By Dale Critchley, Policy Manager, Workplace Benefits at Aviva
The priority for the PDP is to deliver a dashboard with the widest possible coverage in terms of the number of customers and pension schemes that can be included. Consumer testing with pension scheme members has shown little tolerance for missing pensions, meaning the first task is to reunite the typical person approaching retirement with an average of 11 different schemes.
The need to reunite people with their pensions is unequivocal, and a key deliverable for early iterations of the dashboards.
Success will rely on the accuracy of scheme data, but also the sophistication of the logic matching the personal data, sent to the scheme by the “pension finder”, with scheme data. This is something that individual pension schemes will be responsible for. If the matching logic can’t identify that “Ben” and “Benjamin”, or even “Road” and “Rd.” are a match there’s a risk that people won’t find all of their pensions.
Once pensions are traced, a key aim of the Dashboard programme is to combine information from different types of scheme into one cohesive and easily understandable view of what an individual might receive as retirement income.
Given the complexity of the UK pensions landscape this is no easy challenge, and the data standard proposals reflect the tension between the need to keep things achievable, within a reasonable timescale, across the widest number of schemes, and the experience of the end user.
The proposal is that schemes will provide the estimated retirement income from the member’s latest annual benefit statement.
While this may provide a reasonable figure in many cases, we can all think of scenarios where providing last year’s statement could give a wildly inaccurate picture of what we now know to be true. The most obvious is where someone has left the scheme since the last statement, so future accrual assumed in the statement simply won’t happen.
Other scenarios such as a transfer out or in, a pay rise, a significant contribution increase or decrease, taking part of your benefits, or a significant market movement, could all mean last year’s statement doesn’t provide a dependable view of prospective income in retirement. And does this mean a new joiner won’t see their value on the dashboard for up to a year?
Using the annual benefit statement should provide some consistency around projected benefits, although money purchase pension schemes may use different rates of return for even the same asset class, meaning that a higher projection won’t necessarily mean the scheme is delivering better value.

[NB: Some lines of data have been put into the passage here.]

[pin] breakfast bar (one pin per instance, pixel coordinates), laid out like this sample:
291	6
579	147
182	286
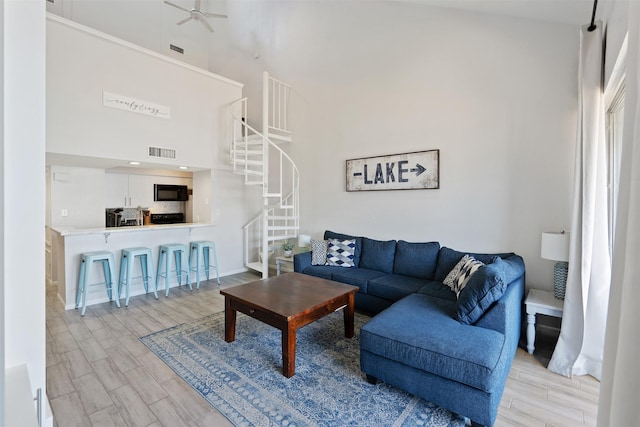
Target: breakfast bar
67	245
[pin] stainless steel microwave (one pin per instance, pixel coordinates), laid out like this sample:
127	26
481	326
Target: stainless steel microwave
170	193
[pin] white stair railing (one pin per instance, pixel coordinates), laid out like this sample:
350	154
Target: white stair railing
275	107
258	158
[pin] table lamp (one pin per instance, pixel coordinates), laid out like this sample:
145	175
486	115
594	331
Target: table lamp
555	247
304	240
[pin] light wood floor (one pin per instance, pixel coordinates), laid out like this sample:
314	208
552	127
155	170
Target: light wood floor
100	374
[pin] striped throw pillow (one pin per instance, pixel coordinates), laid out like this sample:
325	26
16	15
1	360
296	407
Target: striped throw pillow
459	276
340	252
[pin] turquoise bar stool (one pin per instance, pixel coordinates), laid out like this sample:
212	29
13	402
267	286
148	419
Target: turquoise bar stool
164	263
203	250
87	260
126	270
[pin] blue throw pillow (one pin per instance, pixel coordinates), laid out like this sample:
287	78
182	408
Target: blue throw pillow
333	235
416	259
485	287
377	255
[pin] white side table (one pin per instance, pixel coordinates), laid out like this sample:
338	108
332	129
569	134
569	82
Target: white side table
540	302
283	260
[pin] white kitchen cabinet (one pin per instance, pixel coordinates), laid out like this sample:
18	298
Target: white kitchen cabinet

As a provider of modern pension schemes our customers are used to accessing apps that provide the real time position of their pension benefits, with the ability to model their retirement income at different dates and with different assumptions.
The challenge for dashboards is greater, they need to deal with the full range of UK pensions, but modern provider provision may drive consumer expectations.
The use of last year’s benefit statement might be valid where real time solutions can’t be delivered. If the pension scheme administrator/trustee is aware that an SMPI could be misleading for a customer, being able to show a nil return might be better than something that could undermine confidence in the numbers provided.
But where real time data can be provided, regulators should perhaps think about mandating that requirement. Over time the number of schemes that can’t provide accurate data will decline, and we can move forward with the kind of interactive dashboard experience people need to help them plan for the future.
If we start with too much of a compromise, the consumer’s experience, and the dashboard’s utility, could be lacking from the outset.